Forget about saving the princess. We’ve got to save the world.
The icing on the proverbial cake is the fact that even though the narrative importance of time travel dissolves over the course of the game (that is, it becomes a narrative vehicle rather than a goal), the designers saw fit to flesh out a significant number of possible consequences that could conceivably arise based on our mastery of time. Of course, this has caused some confusion about the canon, but experiencing each ending provides a sense of richness to the game, even if they are only ever seen once.
i’ve got sunshine, on a cloudy day
As though it weren’t enough to have a well-crafted story, Chrono Trigger proceeds to contain some of the most imaginative locales along its plotted course. The quaint, placid kingdom of Guardia, circa 1000 AD. The frigid, unforgiving snowfields of Terra, the grounded islands of the Floating Kingdom of Zeal, circa 12,000 BC. The wild, untamed prehistoric Pangaea of 65,000,000 BC. These locales (and time periods) and more each containing their own unique style and atmosphere. The perpetual fog and cloud that covers the medieval land of Guardia, circa 600 AD. The harsh, dessicating electrical wind of post-apocalyptic 2300 AD. These fantastic environments are forever burned, frame by frame, into my mind’s eye.
I can imagine, too, the artists poring over each era, going back and forth with each other asking, “where did you put this in your time?” “Why did it end up there? You forgot to add this. This should go here.” “What is that? Is that supposed to be in my time? So, it would make sense if I made it look like this after 400 years, right?” Good God, how did they figure all this out so well?
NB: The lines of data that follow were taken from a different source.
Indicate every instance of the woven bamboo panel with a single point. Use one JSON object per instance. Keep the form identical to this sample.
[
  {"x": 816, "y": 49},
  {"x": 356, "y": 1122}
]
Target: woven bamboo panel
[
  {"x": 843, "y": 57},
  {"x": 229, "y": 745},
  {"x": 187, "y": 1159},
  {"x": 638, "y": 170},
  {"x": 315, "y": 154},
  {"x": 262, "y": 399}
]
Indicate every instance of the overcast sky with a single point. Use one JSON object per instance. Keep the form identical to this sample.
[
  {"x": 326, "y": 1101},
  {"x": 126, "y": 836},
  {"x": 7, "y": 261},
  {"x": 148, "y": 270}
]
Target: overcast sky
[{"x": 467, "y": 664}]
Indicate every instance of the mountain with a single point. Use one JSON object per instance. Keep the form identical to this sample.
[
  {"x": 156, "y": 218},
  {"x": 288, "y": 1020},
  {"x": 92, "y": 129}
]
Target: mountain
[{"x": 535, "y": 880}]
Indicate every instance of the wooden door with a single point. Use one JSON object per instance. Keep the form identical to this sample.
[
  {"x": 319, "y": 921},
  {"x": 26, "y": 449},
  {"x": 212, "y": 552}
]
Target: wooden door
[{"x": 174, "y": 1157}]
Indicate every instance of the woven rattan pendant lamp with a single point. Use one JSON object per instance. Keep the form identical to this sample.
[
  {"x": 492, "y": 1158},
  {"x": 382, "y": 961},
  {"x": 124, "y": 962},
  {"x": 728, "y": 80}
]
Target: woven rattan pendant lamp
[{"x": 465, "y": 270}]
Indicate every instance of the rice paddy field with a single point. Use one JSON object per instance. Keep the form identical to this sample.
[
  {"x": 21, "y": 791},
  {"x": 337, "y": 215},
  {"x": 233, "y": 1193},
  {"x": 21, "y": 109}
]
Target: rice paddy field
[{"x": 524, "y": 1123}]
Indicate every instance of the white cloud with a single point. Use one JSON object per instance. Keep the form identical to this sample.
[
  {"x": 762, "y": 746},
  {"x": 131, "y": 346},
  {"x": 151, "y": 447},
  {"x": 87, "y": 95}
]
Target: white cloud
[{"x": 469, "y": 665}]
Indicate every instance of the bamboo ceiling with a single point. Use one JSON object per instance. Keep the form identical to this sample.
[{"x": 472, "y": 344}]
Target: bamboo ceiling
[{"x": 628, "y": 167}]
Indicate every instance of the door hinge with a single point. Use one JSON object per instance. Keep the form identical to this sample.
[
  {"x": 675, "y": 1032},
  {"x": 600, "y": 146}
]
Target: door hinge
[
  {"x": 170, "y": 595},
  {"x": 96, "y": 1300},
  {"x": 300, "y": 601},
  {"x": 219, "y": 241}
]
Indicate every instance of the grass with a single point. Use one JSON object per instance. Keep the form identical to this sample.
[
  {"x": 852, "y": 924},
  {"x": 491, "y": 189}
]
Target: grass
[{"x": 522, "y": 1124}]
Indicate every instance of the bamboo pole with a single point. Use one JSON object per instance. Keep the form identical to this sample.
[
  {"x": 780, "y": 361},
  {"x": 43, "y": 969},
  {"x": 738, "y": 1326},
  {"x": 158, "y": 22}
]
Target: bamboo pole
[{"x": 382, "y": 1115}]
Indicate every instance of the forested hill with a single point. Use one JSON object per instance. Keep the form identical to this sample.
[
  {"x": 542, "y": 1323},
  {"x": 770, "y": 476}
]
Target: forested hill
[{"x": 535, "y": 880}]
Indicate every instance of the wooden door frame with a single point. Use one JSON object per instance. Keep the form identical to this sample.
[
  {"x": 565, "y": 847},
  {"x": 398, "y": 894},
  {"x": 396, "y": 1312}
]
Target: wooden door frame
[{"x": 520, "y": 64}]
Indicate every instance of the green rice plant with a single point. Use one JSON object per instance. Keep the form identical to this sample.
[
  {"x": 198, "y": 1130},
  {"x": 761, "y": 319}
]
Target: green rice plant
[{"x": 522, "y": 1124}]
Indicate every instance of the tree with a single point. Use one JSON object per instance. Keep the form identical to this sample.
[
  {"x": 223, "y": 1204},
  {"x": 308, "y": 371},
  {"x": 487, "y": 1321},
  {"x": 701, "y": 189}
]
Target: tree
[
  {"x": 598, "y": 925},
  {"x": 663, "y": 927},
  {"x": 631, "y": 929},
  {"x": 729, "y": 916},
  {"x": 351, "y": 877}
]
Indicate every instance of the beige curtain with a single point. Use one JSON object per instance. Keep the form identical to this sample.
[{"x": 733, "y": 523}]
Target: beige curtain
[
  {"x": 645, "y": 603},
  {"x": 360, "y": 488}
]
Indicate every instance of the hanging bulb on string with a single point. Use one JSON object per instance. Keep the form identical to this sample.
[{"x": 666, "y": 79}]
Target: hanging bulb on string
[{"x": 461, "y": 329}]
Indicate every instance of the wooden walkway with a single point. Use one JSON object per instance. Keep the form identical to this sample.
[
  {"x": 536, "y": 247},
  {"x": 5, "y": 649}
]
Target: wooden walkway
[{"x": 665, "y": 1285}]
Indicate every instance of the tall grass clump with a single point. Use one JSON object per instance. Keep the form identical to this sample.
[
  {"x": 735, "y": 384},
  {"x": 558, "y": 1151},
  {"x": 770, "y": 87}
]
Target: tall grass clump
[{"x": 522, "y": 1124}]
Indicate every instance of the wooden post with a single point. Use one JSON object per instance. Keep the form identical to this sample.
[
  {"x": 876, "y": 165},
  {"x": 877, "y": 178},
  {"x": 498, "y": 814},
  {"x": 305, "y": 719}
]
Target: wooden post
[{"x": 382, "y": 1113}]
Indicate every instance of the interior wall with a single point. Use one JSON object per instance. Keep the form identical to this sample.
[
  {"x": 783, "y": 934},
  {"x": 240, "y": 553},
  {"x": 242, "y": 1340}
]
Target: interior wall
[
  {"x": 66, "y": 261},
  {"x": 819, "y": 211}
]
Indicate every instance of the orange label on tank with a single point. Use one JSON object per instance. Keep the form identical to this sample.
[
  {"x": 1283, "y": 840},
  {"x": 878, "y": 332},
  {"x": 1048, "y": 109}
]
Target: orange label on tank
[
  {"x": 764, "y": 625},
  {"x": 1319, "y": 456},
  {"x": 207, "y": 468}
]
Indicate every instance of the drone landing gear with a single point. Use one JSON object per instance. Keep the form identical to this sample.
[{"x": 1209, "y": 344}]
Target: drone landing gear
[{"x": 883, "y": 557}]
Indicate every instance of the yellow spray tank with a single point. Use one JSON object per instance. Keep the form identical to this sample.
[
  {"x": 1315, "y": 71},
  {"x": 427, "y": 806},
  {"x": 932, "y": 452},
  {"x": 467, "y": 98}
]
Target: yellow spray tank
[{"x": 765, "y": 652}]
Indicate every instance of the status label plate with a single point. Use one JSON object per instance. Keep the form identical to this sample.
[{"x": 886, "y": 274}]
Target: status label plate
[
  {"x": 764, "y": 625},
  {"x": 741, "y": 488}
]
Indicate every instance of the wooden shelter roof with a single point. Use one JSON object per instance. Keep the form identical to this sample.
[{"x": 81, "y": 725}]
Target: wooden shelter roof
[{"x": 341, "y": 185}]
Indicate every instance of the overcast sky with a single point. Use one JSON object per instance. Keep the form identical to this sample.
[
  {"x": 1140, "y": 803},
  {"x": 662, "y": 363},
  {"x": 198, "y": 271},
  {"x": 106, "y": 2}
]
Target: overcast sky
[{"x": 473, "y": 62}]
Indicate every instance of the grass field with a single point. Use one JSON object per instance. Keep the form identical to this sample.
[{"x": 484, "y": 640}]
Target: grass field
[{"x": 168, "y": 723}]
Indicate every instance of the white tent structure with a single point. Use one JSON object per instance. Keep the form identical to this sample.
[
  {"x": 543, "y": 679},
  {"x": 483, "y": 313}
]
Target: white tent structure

we’ve got ends, we’ve got means, we’ve got every stinking thing
Skin deep beauty, even in the form of a story well-written, will eventually, inevitably subordinate to one thing in games: gameplay. It can’t be avoided. Luckily, Chrono Trigger’s play is as polished as every other aspect we’ve experienced so far. It’s a bit of the familiar and a huge helping of brand-spanking-new: the Active Time Battle (ATB) System 2.0 was Squaresoft’s tried and true turn-based battle system perfected over the course of 4 games (the Final Fantasy pedigree), which was layered with the Combination (combo) system, an all-new idea which infused encounters with added possibilities and complexities. The RPG standards of battle were not reinvented; it was as if some benevolent genius dipped his golden hand into the still-stirring ooze of primordial RPG-dom and wrought, piece by piece, some new and magnificent creature. It looked like nothing else, yet it played like something familiar, and still pushed the limits of what we thought these kinds of games could do.
I spent countless playthroughs experimenting with different sets of characters, just to discover all the possible combinations. Though some I never used, or ever used only once, I appreciated the thought that went into the endeavor. There was nothing like it.
if you were sweet, still I’d curse your name
I won’t lie: I’m about as fanatic about this game as one can get. I really won’t lie: I think the best thing that could happen to gaming at large would be to have this game made and remade in glorious Advent Children-esque 3D. I would buy it. A thousand times over I would buy it.
But it would not stick. I know it. It would not stay with me the way Chrono Trigger ought to.
Chrono Trigger will forever be an anachronism. It stands out from Time. Some may find it ironic; a game about time that stands before time and is not defeated by it. How…appropriate. But it’s not any single part of Chrono Trigger that gives it its ever-shining brilliance: the culmination of art, heart, game, and soul do.